CREATE SOMETHING

Executive Thesis

Traces are not proof.

Evals are not governance.

Both become useful only when they change an operating decision.

A Dify app can produce a detailed runtime trace. A Langfuse eval can produce a pass/fail result. An MCP server can expose typed tools. A Policy OS contract bundle can define allowed behavior. None of those artifacts is enough by itself.

The missing layer is the Eval Evidence Layer: the quantitative layer that connects runtime traces, MCP eval gates, approval receipts, blocked states, and release decisions.

The core rule is simple:

Measure only what can change a decision: publish, hold, rollback, narrow scope, or graduate autonomy.

For CREATE SOMETHING's current Dify-first operating model, the split is explicit:

Surface	Role	Evidence
Dify	Carries the app and operator-facing workflow	app shape, Service API behavior, MCP server cards
Langfuse	Explains the Dify runtime	traces, sessions, prompt/model behavior, latency, cost, runtime errors
Langfuse	Gates CREATE SOMETHING-owned MCP contracts	expected tool use, forbidden tool use, write confirmation, secret refusal, policy boundary
Linear or release log	Records the decision	publish, hold, rollback, narrowed scope, graduation evidence

The important move is not adding more dashboards. It is making each metric accountable to a release decision.

Why This Paper Exists

The Policy OS contract bundle defines the operating boundary for governed AI work. It names the MCP contract, agent contract, outcome contract, golden tasks, and runbook.
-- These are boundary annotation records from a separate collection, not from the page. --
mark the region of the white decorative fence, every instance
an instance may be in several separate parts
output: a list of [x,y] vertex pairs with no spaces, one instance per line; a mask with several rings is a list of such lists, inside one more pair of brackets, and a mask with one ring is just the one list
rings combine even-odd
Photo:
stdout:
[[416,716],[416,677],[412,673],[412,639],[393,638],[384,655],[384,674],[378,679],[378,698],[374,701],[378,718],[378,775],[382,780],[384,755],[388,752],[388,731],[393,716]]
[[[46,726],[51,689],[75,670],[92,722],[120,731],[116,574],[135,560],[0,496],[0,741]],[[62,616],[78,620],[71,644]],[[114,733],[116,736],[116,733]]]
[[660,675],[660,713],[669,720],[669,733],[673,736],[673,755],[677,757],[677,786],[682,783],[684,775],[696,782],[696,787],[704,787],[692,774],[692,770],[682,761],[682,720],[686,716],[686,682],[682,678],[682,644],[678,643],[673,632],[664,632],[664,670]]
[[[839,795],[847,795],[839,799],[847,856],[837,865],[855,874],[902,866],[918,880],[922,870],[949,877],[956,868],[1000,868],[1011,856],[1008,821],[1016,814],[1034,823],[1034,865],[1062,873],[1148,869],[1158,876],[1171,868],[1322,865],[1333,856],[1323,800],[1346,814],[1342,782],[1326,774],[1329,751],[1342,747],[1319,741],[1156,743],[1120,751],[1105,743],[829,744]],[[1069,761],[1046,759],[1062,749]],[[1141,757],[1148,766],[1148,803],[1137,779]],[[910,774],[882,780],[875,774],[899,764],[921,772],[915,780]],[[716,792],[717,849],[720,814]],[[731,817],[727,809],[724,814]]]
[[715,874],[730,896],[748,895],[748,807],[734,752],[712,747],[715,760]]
The Workflow Trust Layer defines the decision states: auto-allow, approval-needed, and blocked.

Those papers answer what the workflow is allowed to do.

This paper answers a narrower question:

What evidence is strong enough to change the workflow's status?
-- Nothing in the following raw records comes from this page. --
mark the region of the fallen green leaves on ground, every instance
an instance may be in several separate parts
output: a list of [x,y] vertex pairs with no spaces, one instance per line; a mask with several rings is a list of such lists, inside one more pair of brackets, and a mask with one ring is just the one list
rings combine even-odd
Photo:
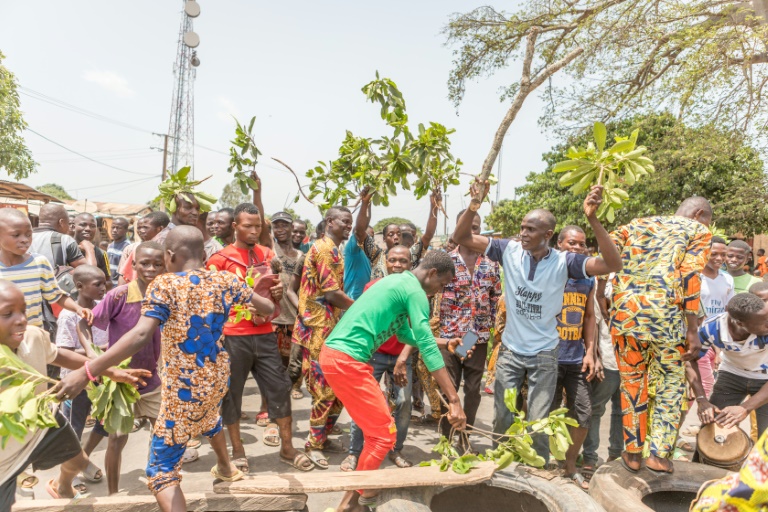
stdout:
[[616,210],[621,208],[629,194],[621,186],[631,187],[641,177],[655,171],[653,161],[644,156],[648,148],[637,146],[640,130],[634,130],[629,137],[616,137],[615,144],[605,149],[607,131],[603,123],[593,128],[594,142],[586,148],[571,147],[568,160],[558,162],[553,172],[564,172],[560,185],[571,187],[576,195],[589,190],[593,185],[602,185],[603,203],[597,210],[600,219],[613,222]]
[[35,394],[39,384],[56,381],[24,363],[6,345],[0,345],[0,448],[13,437],[23,443],[38,428],[57,426],[56,396]]
[[[532,434],[543,433],[549,436],[549,450],[556,460],[564,460],[565,452],[573,444],[568,427],[577,427],[578,423],[572,418],[566,417],[568,409],[565,407],[552,411],[548,417],[536,421],[525,421],[525,413],[517,409],[517,390],[504,391],[504,404],[514,415],[512,425],[504,434],[488,432],[472,425],[467,425],[467,433],[481,435],[492,441],[498,442],[494,449],[487,449],[485,453],[475,455],[472,453],[459,454],[453,442],[445,436],[432,448],[433,452],[440,455],[440,459],[422,462],[421,466],[440,466],[440,471],[451,468],[459,474],[468,473],[474,466],[483,461],[493,461],[496,469],[501,470],[513,462],[522,462],[529,466],[543,467],[546,461],[536,453],[533,448]],[[445,421],[443,419],[443,421]],[[466,435],[460,433],[461,435]],[[451,436],[455,437],[455,436]]]
[[[93,345],[98,355],[103,352]],[[128,358],[117,368],[125,370],[131,359]],[[115,382],[107,377],[101,378],[101,385],[88,385],[88,399],[93,404],[91,414],[104,425],[110,434],[129,434],[133,429],[133,404],[139,400],[139,392],[130,384]]]

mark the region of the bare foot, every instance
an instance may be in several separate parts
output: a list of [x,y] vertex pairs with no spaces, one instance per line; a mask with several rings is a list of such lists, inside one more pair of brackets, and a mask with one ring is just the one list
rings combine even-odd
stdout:
[[671,460],[662,459],[653,454],[651,454],[651,456],[646,459],[645,466],[653,471],[664,473],[672,473],[675,470]]
[[621,460],[630,471],[640,471],[642,456],[639,453],[621,452]]

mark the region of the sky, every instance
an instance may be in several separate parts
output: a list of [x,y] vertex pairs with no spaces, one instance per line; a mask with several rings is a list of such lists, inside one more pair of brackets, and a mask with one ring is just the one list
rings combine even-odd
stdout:
[[[479,172],[509,106],[499,101],[499,89],[519,76],[519,63],[510,62],[503,72],[468,84],[458,111],[448,100],[453,57],[441,30],[452,13],[480,5],[472,2],[198,3],[196,177],[210,175],[201,188],[220,195],[231,180],[226,152],[234,135],[232,116],[245,121],[255,115],[267,213],[290,206],[314,223],[319,220],[303,199],[291,204],[296,183],[270,157],[303,177],[317,161],[337,156],[345,130],[366,137],[388,133],[378,108],[360,92],[377,70],[403,92],[413,125],[437,121],[456,129],[453,154],[471,174]],[[0,51],[22,87],[29,128],[37,132],[25,133],[39,163],[25,183],[59,183],[89,201],[144,203],[157,195],[162,154],[150,148],[162,147],[153,132],[168,131],[181,8],[180,0],[0,0]],[[130,128],[60,108],[50,99]],[[512,198],[529,172],[544,170],[541,155],[557,142],[537,124],[541,109],[540,100],[529,97],[507,133],[501,170],[494,171],[502,199]],[[462,183],[448,192],[449,232],[467,189]],[[495,190],[491,194],[495,197]],[[374,209],[373,222],[400,216],[423,227],[428,210],[426,198],[415,201],[400,191],[390,207]],[[481,213],[487,211],[486,206]],[[441,218],[438,234],[443,225]]]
That question matters because most agent teams accumulate traces and evals without making them operational.

They know:

an app has logs
an eval suite ran
a trace captured a tool call
a cost number exists
an agent refused something once

But they cannot say:

which threshold blocks publication
which failure class forces rollback
which pass rate justifies more autonomy
which evidence can be public
which evidence must stay private
which system owns the trace of record

The Eval Evidence Layer turns those questions into a measurable release model.

The Measurement Boundary

A governed workflow should not measure everything.
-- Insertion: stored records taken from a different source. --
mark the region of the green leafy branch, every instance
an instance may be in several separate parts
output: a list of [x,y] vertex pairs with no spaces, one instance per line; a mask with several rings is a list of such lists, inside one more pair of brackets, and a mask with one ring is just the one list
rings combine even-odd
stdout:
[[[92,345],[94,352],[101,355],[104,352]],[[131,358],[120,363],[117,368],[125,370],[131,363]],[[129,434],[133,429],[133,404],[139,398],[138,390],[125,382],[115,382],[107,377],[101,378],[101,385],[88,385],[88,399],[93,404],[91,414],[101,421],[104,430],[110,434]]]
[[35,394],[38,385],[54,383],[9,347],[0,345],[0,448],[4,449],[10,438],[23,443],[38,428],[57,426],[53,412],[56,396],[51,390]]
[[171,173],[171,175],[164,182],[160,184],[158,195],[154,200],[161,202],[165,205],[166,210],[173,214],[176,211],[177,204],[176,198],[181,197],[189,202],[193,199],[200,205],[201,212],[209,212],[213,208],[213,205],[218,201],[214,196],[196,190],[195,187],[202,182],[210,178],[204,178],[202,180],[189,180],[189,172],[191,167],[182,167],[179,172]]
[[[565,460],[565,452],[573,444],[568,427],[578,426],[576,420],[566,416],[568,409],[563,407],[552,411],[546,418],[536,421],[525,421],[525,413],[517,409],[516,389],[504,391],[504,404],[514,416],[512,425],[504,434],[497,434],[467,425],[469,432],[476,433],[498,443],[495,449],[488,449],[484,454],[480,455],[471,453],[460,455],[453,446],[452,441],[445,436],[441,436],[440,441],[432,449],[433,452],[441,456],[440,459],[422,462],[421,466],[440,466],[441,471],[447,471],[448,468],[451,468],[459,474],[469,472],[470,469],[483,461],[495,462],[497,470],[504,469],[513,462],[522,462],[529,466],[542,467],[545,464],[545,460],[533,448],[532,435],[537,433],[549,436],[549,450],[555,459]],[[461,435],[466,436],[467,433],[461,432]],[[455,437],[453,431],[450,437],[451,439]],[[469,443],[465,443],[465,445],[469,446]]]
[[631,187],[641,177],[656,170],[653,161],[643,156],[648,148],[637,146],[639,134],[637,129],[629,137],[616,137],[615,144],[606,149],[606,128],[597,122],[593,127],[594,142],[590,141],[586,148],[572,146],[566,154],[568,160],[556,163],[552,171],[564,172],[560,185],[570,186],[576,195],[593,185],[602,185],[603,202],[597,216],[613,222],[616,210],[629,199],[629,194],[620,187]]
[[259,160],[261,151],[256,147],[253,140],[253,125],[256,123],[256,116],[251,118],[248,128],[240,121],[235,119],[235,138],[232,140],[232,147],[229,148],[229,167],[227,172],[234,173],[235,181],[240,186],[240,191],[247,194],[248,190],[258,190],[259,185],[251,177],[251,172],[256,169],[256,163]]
It should measure the smallest set of signals that prove the contract still holds.

For a Dify app with MCP tools, the first evidence set is:

Measurement	Source	Decision it supports
Runtime latency	Langfuse	Keep current path, tune prompt/context, or move a step behind a service
Runtime cost	Langfuse	Keep model route, cap usage, or narrow scope
Runtime error rate	Langfuse	Publish, hold, or rollback app changes
Expected tool use	Langfuse	Approve MCP tool descriptions and agent contract
Forbidden tool avoidance	Langfuse	Keep risky tools blocked, gated, or removed
Write confirmation	Langfuse plus approval receipts	Permit write-capable tools under explicit review
Secret refusal	Langfuse plus trace review	Keep app client-facing or restrict audience
Blocked-state recovery	Linear, runbook, operator notes	Improve fallback path or policy language
Regression pass rate	Langfuse	Publish, hold, rollback, or graduate autonomy

This table is intentionally practical. It does not ask whether the agent is generally intelligent. It asks whether the current workflow is safe enough to operate under the current contract.

The Two Evidence Streams

1. Langfuse: Runtime Evidence

Langfuse is strongest when the question is:

What happened inside the app runtime?

For Dify apps, this includes:

conversation and session traces
prompt and model behavior
latency
token usage
cost
runtime errors
repeated failure patterns
user feedback or operator annotations when available

This evidence answers operational questions:

Did the app become slower after the prompt changed?
Did a model route increase cost without improving outcomes?
Did runtime errors cluster around one workflow path?
Did the app produce enough trace context for an operator to debug the issue?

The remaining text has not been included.